As the U.S. Supreme Court weighs whether the Trump administration can ask people if they are citizens on the 2020 Census, the Census Bureau is quietly seeking comprehensive information about the legal status of millions of immigrants.
By Garance Burke & Frank Bajak
Under a proposed plan, the Department of Homeland Security would provide the Census Bureau with a broad swath of personal data about noncitizens, including their immigration status, The Associated Press has learned. A pending agreement between the agencies has been in the works since at least January, the same month a federal judge in New York blocked the administration from adding the citizenship question to the 10-year survey.
On Wednesday, a federal judge in California also declared that adding the citizenship question to the Census was unconstitutional, saying that the move “threatens the very foundation of our democratic system.”
The data that Homeland Security would share with Census officials would include noncitizens’ full names and addresses, birth dates and places, as well as Social Security numbers and highly sensitive alien registration numbers, according to a document signed by the Census Bureau and obtained by AP.

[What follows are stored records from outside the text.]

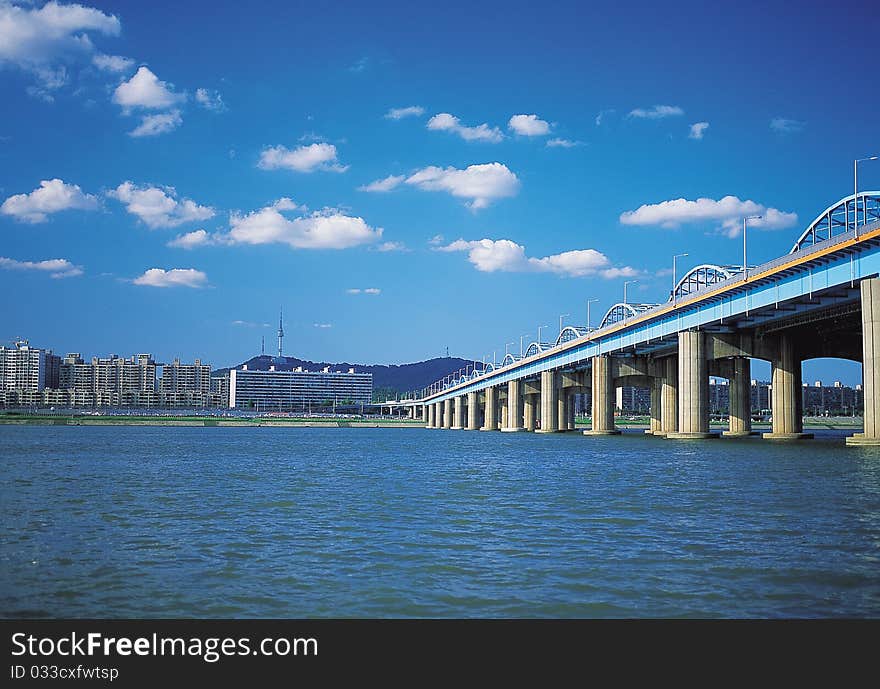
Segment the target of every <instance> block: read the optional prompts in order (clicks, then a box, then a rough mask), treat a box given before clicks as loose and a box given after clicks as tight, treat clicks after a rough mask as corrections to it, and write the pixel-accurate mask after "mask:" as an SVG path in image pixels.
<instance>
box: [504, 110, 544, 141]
mask: <svg viewBox="0 0 880 689" xmlns="http://www.w3.org/2000/svg"><path fill="white" fill-rule="evenodd" d="M507 126H508V127H510V129H512V130H513V131H515V132H516V133H517V134H519V135H521V136H546V135H547V134H549V133H550V123H549V122H547V121H546V120H542V119H539V118H538V116H537V115H514V116H513V117H511V118H510V121H508V123H507Z"/></svg>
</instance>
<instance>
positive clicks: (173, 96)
mask: <svg viewBox="0 0 880 689" xmlns="http://www.w3.org/2000/svg"><path fill="white" fill-rule="evenodd" d="M185 99H186V96H185V95H183V94H179V93H174V87H173V86H172V85H170V84H168V83H166V82H164V81H160V80H159V78H158V77H157V76H156V75H155V74H153V73H152V72H151V71H150V70H149V69H148V68H147V67H139V68H138V71H137V72H136V73H135V75H134V76H133V77H132V78H131V79H129V80H128V81H123V82H122V83H121V84H120V85H119V86H117V87H116V90H115V91H114V92H113V102H114V103H116V104H117V105H121V106H122V107H123V108H125V110H131V109H132V108H149V109H153V110H162V109H165V108H170V107H171V106H173V105H175V104H176V103H179V102H180V101H182V100H185Z"/></svg>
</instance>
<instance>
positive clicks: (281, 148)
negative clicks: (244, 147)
mask: <svg viewBox="0 0 880 689" xmlns="http://www.w3.org/2000/svg"><path fill="white" fill-rule="evenodd" d="M336 155H337V153H336V146H334V145H333V144H328V143H317V144H311V145H309V146H299V147H298V148H295V149H289V148H286V147H284V146H270V147H269V148H266V149H264V150H263V152H262V153H261V154H260V162H259V163H257V167H259V168H262V169H263V170H278V169H280V168H284V169H287V170H295V171H297V172H314V171H315V170H328V171H330V172H345V171H346V170H347V169H348V165H340V164H339V161H338V160H337V158H336Z"/></svg>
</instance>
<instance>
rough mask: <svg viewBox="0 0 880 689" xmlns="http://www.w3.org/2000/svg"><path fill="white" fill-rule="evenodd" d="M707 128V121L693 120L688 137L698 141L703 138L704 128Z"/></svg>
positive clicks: (688, 137)
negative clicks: (700, 121)
mask: <svg viewBox="0 0 880 689" xmlns="http://www.w3.org/2000/svg"><path fill="white" fill-rule="evenodd" d="M708 128H709V123H708V122H695V123H694V124H692V125H691V132H690V134H688V138H689V139H696V140H697V141H699V140H700V139H702V138H703V135H704V134H705V133H706V130H707V129H708Z"/></svg>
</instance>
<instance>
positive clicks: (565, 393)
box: [556, 388, 568, 432]
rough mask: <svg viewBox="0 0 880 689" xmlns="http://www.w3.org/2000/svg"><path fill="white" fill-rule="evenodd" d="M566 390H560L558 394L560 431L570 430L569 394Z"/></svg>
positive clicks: (556, 395)
mask: <svg viewBox="0 0 880 689" xmlns="http://www.w3.org/2000/svg"><path fill="white" fill-rule="evenodd" d="M567 392H568V391H567V390H566V389H565V388H559V390H558V391H557V392H556V418H557V422H558V423H559V431H560V432H565V431H567V430H568V394H567Z"/></svg>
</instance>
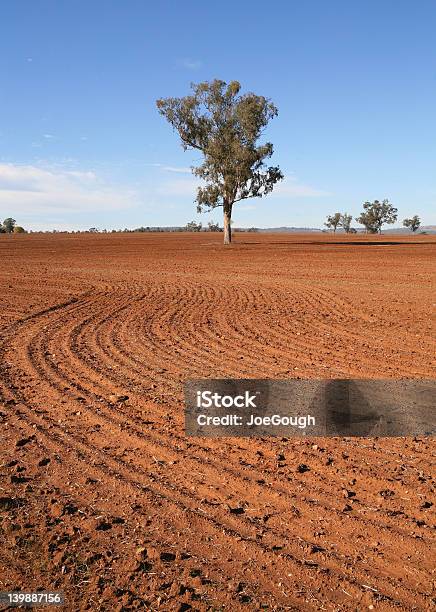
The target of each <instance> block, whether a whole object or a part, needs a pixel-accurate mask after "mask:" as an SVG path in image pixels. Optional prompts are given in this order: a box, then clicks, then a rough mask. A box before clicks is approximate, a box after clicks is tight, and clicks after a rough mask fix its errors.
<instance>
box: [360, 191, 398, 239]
mask: <svg viewBox="0 0 436 612" xmlns="http://www.w3.org/2000/svg"><path fill="white" fill-rule="evenodd" d="M397 213H398V209H397V208H395V207H394V206H392V204H391V203H390V202H389V200H387V199H385V200H383V202H380V201H379V200H374V202H365V203H364V205H363V212H362V213H361V214H360V216H359V217H356V221H357V222H358V223H360V224H361V225H364V226H365V228H366V230H367V231H368V232H369V233H370V234H377V233H380V234H381V228H382V226H383V225H384V224H385V223H395V221H396V220H397V216H398V215H397Z"/></svg>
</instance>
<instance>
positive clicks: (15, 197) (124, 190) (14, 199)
mask: <svg viewBox="0 0 436 612" xmlns="http://www.w3.org/2000/svg"><path fill="white" fill-rule="evenodd" d="M136 203H137V194H136V192H135V191H133V190H131V189H122V188H120V187H113V186H111V185H109V184H107V183H106V182H105V181H104V180H102V179H101V178H99V177H98V176H97V175H96V174H95V173H94V172H93V171H91V170H89V171H78V170H65V169H59V168H42V167H38V166H32V165H27V166H25V165H16V164H0V207H1V209H2V210H4V211H7V212H10V214H14V215H19V214H25V215H33V214H53V213H74V212H93V211H108V210H120V209H126V208H131V207H132V206H135V205H136Z"/></svg>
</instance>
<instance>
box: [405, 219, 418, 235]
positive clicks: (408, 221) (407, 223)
mask: <svg viewBox="0 0 436 612" xmlns="http://www.w3.org/2000/svg"><path fill="white" fill-rule="evenodd" d="M403 225H404V227H408V228H409V229H411V230H412V232H413V233H415V232H416V230H417V229H419V226H420V225H421V219H420V218H419V217H418V215H414V216H413V217H412V218H411V219H404V221H403Z"/></svg>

Such a data dump would be apparently unprecedented and give the Census Bureau a view of immigrants’ citizenship status that is even more precise than what can be gathered in door-to-door canvassing, according to bureau research.
Six former Census and DHS officials said they were not aware that individuals’ citizenship status had ever before been shared with the Census. “Generally, the information kept in a system of records is presumed to be private and can’t be released unless it fits with a certain set of defined exceptions,” said Leon Rodriguez, who led the DHS agency responsible for citizenship under the Obama administration.